Shannon Sharpe hosts the Sports Opinion and Debate Show, which airs weekdays on Fox1. The three-time Super Bowl champion and Pro Football Hall of Famer, Shannon Sharpe, is the co-host of the sports opinion and debate show Skip Bayless. They discuss the top sports topics of today.
Sharpe made the transition from broadcasting to the field in 2004 as a commentator on CBS Sports’ “The NFL Today”. He appeared on all three pre-, half-, and postgame shows. Sharpe was there for almost ten years. Sharpe was also a radio host on Sirius NFL Radio’s morning show “Opening Drive”, alongside Bob Papa. He also became a columnist for and spokesperson for FitnessRX For Men magazine in 2013, and was featured on the cover of its September 2013 issue.
Sharpe was a seventh-round draft pick from Savannah State. He enjoyed a 14 year career with the Denver Broncos (1990-1999, 2002-03), and Baltimore Ravens(2000-01). Sharpe, who was first drafted by Denver in 1992, was elected to seven consecutive Pro Bowls, was awarded the prestigious All-Pro honors four times, and was named the first-team tight-end on the 1990s All-Decade Team.

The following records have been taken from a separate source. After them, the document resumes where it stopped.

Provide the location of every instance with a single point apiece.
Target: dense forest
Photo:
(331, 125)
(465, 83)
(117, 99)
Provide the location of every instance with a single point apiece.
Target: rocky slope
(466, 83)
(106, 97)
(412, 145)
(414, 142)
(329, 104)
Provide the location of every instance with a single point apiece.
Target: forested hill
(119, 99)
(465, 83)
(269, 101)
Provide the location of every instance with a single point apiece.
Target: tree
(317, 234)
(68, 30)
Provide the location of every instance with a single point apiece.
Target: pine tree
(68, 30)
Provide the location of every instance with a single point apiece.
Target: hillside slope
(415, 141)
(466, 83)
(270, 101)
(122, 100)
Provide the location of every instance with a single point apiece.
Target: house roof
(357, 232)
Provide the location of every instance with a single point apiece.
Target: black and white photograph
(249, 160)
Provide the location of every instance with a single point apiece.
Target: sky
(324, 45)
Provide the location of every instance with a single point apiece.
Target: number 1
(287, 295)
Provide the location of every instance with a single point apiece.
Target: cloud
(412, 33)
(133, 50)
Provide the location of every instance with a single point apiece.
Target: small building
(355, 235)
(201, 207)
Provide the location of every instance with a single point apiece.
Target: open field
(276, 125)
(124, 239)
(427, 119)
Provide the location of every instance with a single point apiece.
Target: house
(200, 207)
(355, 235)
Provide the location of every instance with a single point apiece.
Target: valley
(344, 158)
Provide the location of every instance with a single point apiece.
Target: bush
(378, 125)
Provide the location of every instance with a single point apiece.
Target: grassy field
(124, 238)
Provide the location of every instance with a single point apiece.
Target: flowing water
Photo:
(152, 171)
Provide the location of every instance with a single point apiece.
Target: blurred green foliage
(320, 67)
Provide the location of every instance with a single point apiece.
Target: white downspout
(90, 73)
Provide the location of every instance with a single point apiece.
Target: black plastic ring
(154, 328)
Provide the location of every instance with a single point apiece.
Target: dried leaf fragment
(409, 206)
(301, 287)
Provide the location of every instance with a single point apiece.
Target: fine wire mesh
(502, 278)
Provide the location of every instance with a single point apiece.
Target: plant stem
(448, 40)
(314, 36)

Sharpe finished his career with 815 receptions and 10,060 yards (averaging just 2.3%). He also had 62 touchdowns and 815 receptions for 10,060 yards (12.3 avg.). This ranks him among the top five tight ends of all time in each category. When he was chosen to be inducted into the Pro Football Hall of Fame, he received the highest individual honor.
Sharpe’s career was a success story. He also has a long list of team achievements. Sharpe was a member of three Super Bowl Champion teams and won back-to-back Super Bowl titles with the Broncos and 1998. He also returned to the NFL’s top with the Ravens in 2000.
Sharpe holds the NFL record for the longest reception in a postseason, a 96 yard catch-and-run at Oakland for a touchdown in the 2000 AFC Championship Game. Sharpe also holds the NFL record (214) for receiving the most yards in a game from a tight end. Sharpe was a big-game performer and played his best under the most intense lights. He appeared in 12 postseason contests as a Bronco, all starts. Sharpe ranks third in franchise playoff history for receiving yards (47) and fourth for receiving yards (505).